Workers in those shirt and sneaker factories are, inevitably, paid very little and expected to endure terrible working conditions. I say "inevitably" because their employers are not in business for their (or their workers') health; they pay as little as possible, and that minimum is determined by the other opportunities available to workers. And these are still extremely poor countries, where living on a garbage heap is attractive compared with the alternatives. 
Pressuring firms into paying higher wages will simply result in the firms leaving the least developed countries for middle income countries that offer the opportunity to shift production for low skill labor to machines. What happens to the workers in the least developed countries?

Now can we have less human trafficking while paying above market wages to manufacturing workers in developing countries? I don't know. So far the evidence suggests not. Would I like to see firms pay these workers higher wages? Yes, but the reality of our economic model (i.e. capitalism) places large constraints on firms that will likely prevent this from happening. Corporations face tremendous pressure to maintain high levels of profit. We bet on these firms to keep increasing profits which comes at an unfortunate cost. As long as society demands high returns and/or low prices we will continue to have sweatshops. The global recession will only increase this pressure. This does not mean countries can't outgrow the need for sweatshops.

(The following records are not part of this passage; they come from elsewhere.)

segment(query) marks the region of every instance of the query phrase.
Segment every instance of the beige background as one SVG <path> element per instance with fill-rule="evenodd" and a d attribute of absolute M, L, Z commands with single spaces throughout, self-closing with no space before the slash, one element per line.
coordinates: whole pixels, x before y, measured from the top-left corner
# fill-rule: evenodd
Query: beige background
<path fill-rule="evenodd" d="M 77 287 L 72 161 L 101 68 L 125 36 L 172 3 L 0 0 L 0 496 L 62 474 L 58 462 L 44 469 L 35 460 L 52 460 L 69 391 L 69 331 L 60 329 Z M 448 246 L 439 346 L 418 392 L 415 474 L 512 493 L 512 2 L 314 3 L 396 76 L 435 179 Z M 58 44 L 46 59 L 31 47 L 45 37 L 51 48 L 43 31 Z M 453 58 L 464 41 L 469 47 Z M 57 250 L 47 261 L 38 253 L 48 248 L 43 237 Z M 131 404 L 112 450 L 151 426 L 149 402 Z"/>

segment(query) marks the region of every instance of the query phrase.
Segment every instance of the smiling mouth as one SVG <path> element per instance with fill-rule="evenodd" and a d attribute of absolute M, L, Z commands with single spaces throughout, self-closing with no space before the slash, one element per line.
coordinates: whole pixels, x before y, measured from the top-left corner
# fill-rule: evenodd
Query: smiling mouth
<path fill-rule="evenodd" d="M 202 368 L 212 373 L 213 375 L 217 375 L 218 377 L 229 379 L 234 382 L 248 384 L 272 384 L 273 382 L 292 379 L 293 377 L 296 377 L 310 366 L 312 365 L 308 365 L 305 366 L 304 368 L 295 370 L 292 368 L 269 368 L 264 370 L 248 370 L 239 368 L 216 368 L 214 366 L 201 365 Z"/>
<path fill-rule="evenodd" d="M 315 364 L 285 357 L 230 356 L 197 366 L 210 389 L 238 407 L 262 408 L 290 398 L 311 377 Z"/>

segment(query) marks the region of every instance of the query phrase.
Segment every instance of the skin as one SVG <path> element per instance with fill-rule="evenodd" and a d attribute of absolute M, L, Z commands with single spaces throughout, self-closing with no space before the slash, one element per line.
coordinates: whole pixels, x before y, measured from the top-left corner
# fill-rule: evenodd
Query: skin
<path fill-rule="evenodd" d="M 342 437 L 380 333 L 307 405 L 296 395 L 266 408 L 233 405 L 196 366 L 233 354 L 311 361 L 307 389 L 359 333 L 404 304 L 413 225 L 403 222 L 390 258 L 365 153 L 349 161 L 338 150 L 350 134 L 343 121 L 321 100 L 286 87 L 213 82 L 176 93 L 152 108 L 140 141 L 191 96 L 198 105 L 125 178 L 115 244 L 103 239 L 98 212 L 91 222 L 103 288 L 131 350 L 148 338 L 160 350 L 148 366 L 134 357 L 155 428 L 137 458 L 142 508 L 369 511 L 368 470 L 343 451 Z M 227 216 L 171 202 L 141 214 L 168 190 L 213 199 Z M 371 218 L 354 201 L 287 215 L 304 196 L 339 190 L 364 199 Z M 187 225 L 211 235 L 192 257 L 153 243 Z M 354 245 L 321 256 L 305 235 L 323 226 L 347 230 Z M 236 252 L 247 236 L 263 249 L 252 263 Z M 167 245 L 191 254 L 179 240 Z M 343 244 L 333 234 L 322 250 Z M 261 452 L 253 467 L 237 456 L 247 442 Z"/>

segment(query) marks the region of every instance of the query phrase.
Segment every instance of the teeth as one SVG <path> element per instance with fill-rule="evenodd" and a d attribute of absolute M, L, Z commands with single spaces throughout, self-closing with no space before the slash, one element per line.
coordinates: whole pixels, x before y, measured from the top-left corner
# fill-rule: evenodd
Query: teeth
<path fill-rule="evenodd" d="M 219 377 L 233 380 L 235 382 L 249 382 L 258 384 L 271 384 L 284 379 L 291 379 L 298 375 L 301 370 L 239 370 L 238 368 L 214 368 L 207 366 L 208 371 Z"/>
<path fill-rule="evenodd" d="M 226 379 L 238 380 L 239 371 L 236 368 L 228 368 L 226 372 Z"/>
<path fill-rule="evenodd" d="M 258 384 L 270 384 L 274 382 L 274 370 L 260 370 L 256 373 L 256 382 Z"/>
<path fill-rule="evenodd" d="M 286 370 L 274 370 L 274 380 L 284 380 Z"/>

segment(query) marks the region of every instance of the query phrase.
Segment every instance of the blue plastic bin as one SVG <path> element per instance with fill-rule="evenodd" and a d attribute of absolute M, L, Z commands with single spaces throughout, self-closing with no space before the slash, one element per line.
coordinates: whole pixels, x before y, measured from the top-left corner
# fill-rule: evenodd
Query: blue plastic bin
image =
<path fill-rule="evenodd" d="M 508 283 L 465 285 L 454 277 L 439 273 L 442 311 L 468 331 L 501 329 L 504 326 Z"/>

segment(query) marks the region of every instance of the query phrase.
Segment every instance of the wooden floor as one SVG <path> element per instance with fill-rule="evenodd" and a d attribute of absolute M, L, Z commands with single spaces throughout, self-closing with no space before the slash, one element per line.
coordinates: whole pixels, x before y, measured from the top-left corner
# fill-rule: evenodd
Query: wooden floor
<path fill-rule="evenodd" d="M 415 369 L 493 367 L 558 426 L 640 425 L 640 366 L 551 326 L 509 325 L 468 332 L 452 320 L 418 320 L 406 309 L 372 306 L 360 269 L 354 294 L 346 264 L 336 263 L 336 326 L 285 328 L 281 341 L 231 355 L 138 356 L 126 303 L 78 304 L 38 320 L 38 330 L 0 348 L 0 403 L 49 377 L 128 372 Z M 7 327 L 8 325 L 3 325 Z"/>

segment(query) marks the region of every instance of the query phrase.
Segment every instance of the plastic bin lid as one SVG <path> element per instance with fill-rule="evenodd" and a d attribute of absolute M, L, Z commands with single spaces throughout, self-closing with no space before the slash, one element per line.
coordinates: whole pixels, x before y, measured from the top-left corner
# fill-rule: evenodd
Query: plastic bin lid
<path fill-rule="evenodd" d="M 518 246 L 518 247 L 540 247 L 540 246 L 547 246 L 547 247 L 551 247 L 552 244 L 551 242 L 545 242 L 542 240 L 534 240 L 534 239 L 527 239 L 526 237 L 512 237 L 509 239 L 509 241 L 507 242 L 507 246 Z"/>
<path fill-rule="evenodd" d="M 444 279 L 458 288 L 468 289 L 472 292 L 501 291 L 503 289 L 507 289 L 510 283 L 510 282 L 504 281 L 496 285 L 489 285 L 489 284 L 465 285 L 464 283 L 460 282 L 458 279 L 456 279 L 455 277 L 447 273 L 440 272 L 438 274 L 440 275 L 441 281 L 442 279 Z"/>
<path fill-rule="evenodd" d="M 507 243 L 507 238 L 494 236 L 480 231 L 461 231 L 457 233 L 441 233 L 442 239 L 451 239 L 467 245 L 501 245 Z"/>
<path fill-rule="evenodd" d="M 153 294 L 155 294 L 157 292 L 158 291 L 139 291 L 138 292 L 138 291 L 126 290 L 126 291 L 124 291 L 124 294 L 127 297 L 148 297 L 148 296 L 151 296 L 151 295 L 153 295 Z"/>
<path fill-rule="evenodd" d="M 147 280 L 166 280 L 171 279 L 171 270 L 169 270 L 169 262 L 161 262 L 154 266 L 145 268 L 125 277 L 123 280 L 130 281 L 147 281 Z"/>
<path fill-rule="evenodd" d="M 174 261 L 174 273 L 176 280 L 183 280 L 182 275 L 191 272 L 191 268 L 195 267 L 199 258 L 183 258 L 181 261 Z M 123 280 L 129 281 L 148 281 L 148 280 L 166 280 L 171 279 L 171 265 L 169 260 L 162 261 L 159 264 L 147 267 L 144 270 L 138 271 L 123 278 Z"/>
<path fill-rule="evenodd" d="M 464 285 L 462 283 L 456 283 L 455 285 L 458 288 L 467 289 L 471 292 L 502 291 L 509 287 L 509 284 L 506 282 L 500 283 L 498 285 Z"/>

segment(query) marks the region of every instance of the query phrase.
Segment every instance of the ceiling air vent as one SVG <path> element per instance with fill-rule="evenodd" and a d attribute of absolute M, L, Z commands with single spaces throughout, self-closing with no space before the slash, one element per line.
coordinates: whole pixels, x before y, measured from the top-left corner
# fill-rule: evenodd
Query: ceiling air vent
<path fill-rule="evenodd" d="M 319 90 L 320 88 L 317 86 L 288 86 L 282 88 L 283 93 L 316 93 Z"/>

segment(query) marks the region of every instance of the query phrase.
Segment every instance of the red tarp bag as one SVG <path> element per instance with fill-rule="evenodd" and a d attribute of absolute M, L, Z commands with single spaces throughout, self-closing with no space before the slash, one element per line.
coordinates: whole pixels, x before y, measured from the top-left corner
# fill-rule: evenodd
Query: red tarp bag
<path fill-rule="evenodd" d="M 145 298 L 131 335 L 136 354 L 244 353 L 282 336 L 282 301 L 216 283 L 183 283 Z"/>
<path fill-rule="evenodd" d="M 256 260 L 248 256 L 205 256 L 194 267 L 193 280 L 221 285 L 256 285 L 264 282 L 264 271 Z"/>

Export led growth has been hugely beneficial for many Asian and Latin American economies (Brazil, China, Singapore, Philippines, Indonesia, Japan, Taiwan, Korea, and many others). We've seen a number of economies grow from the stages of sweatshops into economic powers (including the United States). Sweatshops may not be necessary but so far they've proven to be sufficient. I'm not sure I want to experiment with an alternative model that may lead to more children being sold into the sex trade.

As a country we can do something. We can stop subsidizing agricultural production which will help restore jobs in many developing countries. The United States is responsible for destroying the lives of many farmers. Farm subsidies in the United States have created an excess supply of many agricultural commodities that we have dumped on the world market. This excess supply has created artificially low prices and forced a number of farmers off their land into manufacturing jobs (or into the U.S. as illegal immigrants). By removing farm subsidies a number of workers could leave factory life, return to farming, and wages will increase for those in the manufacturing sectors. This will help prevent the food shortages experienced across many developing nations. Here's another piece by Kristof.

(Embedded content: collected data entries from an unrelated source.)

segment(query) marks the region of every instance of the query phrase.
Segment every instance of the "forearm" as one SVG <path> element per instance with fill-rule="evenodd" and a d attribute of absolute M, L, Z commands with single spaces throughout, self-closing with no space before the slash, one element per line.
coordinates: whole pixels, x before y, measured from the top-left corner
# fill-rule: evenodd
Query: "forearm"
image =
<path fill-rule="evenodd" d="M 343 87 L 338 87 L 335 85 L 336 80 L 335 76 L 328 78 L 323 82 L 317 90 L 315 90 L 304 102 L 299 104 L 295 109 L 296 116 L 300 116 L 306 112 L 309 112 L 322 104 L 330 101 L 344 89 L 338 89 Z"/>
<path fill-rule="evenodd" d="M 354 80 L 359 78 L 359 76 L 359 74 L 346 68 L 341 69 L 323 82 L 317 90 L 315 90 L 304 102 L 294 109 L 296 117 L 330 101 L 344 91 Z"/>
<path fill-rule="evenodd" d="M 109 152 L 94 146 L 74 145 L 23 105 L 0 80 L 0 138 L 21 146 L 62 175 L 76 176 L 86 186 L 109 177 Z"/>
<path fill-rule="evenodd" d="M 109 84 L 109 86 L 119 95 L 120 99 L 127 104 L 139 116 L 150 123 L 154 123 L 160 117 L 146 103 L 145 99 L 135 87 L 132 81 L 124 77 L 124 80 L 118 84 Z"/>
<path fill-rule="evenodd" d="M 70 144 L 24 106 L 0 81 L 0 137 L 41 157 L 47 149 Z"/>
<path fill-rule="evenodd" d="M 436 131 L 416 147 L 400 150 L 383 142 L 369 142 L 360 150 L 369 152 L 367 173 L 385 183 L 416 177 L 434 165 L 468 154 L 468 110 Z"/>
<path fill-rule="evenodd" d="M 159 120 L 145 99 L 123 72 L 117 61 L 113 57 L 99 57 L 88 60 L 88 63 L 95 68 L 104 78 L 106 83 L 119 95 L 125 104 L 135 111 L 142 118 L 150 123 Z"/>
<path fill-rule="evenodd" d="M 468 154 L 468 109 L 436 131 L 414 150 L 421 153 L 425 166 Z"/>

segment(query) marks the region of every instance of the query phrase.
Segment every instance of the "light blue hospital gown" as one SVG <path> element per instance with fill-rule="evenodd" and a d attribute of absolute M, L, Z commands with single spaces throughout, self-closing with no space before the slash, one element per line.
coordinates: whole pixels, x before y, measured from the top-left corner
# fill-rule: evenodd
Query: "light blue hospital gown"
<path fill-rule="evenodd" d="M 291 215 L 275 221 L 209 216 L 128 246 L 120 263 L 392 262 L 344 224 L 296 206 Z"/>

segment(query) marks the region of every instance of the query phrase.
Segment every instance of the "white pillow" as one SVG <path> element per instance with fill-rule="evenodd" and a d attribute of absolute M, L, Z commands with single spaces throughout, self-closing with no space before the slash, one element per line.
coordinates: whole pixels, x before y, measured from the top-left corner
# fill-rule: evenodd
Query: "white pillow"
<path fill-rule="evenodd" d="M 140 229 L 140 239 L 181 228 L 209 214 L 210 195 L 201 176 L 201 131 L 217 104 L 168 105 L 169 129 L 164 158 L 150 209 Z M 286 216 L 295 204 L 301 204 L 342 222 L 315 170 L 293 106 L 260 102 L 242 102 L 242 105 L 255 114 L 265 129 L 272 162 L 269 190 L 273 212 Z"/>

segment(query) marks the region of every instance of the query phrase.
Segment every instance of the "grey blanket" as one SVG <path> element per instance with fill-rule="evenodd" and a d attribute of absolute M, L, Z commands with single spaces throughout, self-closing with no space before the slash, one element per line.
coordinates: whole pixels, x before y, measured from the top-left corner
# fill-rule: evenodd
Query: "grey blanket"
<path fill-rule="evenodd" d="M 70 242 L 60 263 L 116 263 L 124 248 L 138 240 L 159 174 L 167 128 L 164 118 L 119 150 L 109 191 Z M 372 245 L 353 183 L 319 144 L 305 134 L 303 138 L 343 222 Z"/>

Here are some good books on these issues:
Half the Sky by Kristof

In Defense of Globalization by Bhagwati

Making Globalization Work by Stiglitz
I love a few of his quotes:
As the nation-state developed, individuals felt connected to others within the nation—not as closely as to those in their own local community, but far more closely than to those outside the nation-state. The problem is that, as globalization has proceeded, loyalties have changed little. War shows these differences in attitude most dramatically: Americans keep accurate count of the number of U.S. soldiers lost, but when estimates of Iraqi deaths, up to fifty times as high, were released, it hardly caused a stir. Torture of Americans would have generated outrage; torture by Americans seemed mainly to concern those in the antiwar movement; it was even defended by many as necessary to protect the United States. These asymmetries have their parallel in the economic sphere. Americans bemoan the loss of jobs at home, and do not celebrate a larger gain in jobs by those who are far poorer abroad.

Most of us will always live locally—in our own communities, states, countries. But globalization has meant that we are, at the same time, part of a global community.